Teams, whose rosters were made up exclusively of black players, were formed into leagues that were collectively known as the Negro Leagues. The Negro Leagues enjoyed their highest level of success in the 1940s and they continued into the 1960s.

Unfortunately, the integration of major league baseball (with the signing of Jackie Robinson in 1945,) while a great step in promoting racial integration, marked the death knell of the Negro Leagues.

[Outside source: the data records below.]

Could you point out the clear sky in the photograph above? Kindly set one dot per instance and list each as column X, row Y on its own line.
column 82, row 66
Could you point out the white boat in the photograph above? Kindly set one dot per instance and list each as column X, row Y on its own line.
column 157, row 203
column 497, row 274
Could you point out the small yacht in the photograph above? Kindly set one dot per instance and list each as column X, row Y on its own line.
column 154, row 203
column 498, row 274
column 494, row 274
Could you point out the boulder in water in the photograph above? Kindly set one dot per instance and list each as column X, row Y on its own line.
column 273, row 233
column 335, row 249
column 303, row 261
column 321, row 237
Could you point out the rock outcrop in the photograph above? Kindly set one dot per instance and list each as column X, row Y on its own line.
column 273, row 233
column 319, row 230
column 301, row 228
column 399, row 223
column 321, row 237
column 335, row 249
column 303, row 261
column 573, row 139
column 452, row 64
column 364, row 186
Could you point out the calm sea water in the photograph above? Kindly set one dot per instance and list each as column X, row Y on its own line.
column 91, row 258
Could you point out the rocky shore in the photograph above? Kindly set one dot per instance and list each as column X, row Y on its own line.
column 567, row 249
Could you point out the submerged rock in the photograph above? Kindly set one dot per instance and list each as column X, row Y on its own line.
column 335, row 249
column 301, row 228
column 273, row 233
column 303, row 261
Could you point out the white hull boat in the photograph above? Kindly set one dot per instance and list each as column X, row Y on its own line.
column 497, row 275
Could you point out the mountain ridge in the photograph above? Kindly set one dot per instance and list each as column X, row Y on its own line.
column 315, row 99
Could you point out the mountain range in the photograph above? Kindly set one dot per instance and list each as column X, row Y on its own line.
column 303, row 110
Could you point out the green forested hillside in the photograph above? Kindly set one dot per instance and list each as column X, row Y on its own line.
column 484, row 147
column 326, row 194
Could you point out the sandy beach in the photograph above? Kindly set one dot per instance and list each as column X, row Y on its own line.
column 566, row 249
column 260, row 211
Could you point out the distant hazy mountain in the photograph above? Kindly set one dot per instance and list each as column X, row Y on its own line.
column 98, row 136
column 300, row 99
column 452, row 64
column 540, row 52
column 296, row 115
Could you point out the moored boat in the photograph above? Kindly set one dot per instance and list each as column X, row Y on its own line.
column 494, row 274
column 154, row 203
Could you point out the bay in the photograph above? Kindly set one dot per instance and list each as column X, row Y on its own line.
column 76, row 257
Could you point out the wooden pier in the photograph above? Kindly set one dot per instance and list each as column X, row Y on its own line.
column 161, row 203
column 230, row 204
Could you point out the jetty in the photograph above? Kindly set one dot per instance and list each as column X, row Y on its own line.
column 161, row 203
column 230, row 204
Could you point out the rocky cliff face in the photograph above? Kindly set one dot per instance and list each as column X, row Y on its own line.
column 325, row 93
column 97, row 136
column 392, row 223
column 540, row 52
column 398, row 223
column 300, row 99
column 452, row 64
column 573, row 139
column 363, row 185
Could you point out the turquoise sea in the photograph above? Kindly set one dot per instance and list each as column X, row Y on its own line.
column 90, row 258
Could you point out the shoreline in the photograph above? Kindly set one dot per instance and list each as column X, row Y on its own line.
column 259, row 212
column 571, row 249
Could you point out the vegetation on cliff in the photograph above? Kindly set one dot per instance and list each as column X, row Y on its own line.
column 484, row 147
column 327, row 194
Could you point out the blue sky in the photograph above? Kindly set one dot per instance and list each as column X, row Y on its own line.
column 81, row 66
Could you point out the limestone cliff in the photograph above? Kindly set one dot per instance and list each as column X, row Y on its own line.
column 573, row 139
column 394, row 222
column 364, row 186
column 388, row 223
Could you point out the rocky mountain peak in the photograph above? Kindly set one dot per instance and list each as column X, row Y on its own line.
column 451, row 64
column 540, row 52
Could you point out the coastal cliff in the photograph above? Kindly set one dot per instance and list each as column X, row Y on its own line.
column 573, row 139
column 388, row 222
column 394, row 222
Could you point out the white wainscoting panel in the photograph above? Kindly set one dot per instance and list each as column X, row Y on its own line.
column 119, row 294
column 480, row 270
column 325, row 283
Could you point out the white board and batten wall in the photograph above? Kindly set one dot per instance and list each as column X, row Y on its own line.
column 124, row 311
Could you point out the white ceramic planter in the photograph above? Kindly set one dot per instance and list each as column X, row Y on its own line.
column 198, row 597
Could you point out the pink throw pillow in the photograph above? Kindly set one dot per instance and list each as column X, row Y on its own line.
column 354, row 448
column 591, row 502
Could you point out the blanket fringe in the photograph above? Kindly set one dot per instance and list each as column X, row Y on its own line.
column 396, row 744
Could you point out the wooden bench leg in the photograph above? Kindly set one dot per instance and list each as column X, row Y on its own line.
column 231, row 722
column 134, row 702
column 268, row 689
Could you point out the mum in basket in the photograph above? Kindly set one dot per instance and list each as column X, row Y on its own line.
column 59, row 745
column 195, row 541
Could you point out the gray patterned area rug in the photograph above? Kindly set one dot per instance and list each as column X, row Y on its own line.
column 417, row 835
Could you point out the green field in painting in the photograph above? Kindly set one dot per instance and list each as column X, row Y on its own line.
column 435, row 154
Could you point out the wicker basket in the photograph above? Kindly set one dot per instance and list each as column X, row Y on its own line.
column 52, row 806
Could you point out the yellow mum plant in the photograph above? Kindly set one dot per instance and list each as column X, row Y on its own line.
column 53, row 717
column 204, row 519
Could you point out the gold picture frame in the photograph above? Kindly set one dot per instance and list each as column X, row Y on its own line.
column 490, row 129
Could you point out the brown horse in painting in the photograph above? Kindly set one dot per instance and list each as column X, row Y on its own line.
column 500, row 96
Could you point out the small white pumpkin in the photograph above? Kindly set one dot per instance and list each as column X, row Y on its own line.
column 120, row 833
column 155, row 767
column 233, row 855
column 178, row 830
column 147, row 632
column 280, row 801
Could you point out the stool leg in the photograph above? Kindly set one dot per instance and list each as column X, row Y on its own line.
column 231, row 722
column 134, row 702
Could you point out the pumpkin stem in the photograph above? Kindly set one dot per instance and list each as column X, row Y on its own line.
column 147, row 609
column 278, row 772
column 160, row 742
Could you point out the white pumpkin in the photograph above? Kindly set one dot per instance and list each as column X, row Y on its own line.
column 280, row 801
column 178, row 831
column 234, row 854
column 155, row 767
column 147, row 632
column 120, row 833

The last Negro League team disbanded in 1961.

Tuesday’s program presented two baseball players from those teams: Pedro Sierra and Robert Scott who spoke of their playing experiences and answered questions about contemporary baseball. Dr. Lawrence Hogan, Professor of History at Union County College, spoke of the legendary players and teams who played in the Negro Leagues and the segregation and resistence they encountered along the way.

A slideshow from the opening and reception can be found on our Flickr account: http://www.flickr.com/photos/oceancountylibrary/sets/72157631194039690/show/

Six more programs in the Pride & Passion series will be presented at the Toms River branch over the next five weeks:

The film “Soul of the Game” will be shown Thurs. Aug 30 @ 6:30 p.m.

Former Negro League ballplayer Jim Robinson, along with Drs. Lawrence Hogan and Robert Cvorynek, will discuss the correlation of hip-hop and basketball in this day and age to Jazz and baseball in the 30s & 40s during “It Don’t Mean a Thing if it Ain’t Got that Swing: Black Baseball and Jazz in the Jim Crow Era” Sat. Sept. 8 @ 2 p.m.

Ken Burns’ documentary film “Shadow Baseball,” about the parallel world of Negro League players, will be shown Wed. Sept 12 @ 2 p.m.

The documentary film “There Was Always Sun Shining Someplace: Life in the Negro Leagues,” narrated by James Earl Jones, will be shown Tue. Sept 18 @ 7 p.m.

The film “Only the Ball was White” with interviews with such Negro League ballplayers as Buck Leonard, Roy Campanella, Jimmy Crutchfield, David Lararcher, Effa Manley and Satchel Paige will be shown Wed. Sept 26 @ 2 p.m.

And Audrey Vernick, author of “She Loved Baseball: the Effa Manley Story” will talk about her book and Manley, the owner of the Newark Eagles, Thur. Sept 27 @ 7 p.m. Manley was the first woman to be inducted into the Baseball Hall of Fame in Cooperstown.

An exhibit and display of Negro League memorabilia can be viewed until the end of September.